Volgens paragraaf 3.1.1 wordt ten aanzien van de periodes waarover wordt teruggekeken een onderscheid gemaakt tussen gevallen waarin de terugkijktermijn, ten opzichte van de bewaartermijn van het justitiële gegeven, niet in duur wordt beperkt en gevallen waarin de terugkijktermijn wel in duur wordt beperkt. De beoordeling van de aanvraag vindt in beginsel plaats aan de hand van de justitiële gegevens die ten aanzien van de aanvrager gedurende de vier jaren voorafgaand aan het moment van beoordeling voorkomen in het JDS. Van de terugkijktermijn van vier jaren wordt afgeweken indien de aanvrager gedurende de voor zijn aanvraag relevante terugkijktermijn enige tijd een vrijheidsbeperkende straf of maatregel heeft ondergaan. In dat geval wordt de van toepassing zijnde terugkijktermijn (telkens) vermeerderd met de feitelijke duur van de vrijheidsbeperkende straf of maatregel. Dit totdat de terugkijktermijn bestaat uit in totaal vier jaren waarin geen sprake is van een vrijheidsbenemende straf of maatregel.

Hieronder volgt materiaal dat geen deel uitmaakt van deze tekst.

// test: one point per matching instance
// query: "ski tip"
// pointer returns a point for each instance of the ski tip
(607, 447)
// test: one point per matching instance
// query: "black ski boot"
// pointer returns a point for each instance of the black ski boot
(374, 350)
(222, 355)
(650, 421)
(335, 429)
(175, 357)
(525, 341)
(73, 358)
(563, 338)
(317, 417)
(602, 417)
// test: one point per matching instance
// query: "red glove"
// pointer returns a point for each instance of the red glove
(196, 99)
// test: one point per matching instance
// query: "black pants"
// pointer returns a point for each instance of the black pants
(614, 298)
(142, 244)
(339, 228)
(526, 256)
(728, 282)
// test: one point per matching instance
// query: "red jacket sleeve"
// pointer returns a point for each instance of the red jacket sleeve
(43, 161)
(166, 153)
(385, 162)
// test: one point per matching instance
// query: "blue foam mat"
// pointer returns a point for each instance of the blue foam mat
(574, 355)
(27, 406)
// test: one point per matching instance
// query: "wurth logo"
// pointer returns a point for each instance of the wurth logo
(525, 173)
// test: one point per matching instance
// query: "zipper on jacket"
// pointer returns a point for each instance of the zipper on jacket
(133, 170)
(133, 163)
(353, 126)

Indien binnen de voor de aanvraag van toepassing zijnde terugkijktermijn relevante justitiële gegevens zijn aangetroffen, betrekt de staatssecretaris bij de beoordeling van de aanvraag ook alle overige voor de aanvraag relevante justitiële gegevens die buiten de terugkijktermijn liggen in de beoordeling van de aanvraag.
Volgens paragraaf 3.2 wordt de afgifte van de VOG in beginsel geweigerd, indien aan het objectieve criterium wordt voldaan. Het objectieve criterium betreft de beoordeling of de justitiële gegevens die ten aanzien van de aanvrager zijn aangetroffen, indien herhaald, gelet op het risico voor de samenleving, een belemmering vormen voor een behoorlijke uitoefening van de functie/taak/bezigheid, waarvoor de VOG is aangevraagd.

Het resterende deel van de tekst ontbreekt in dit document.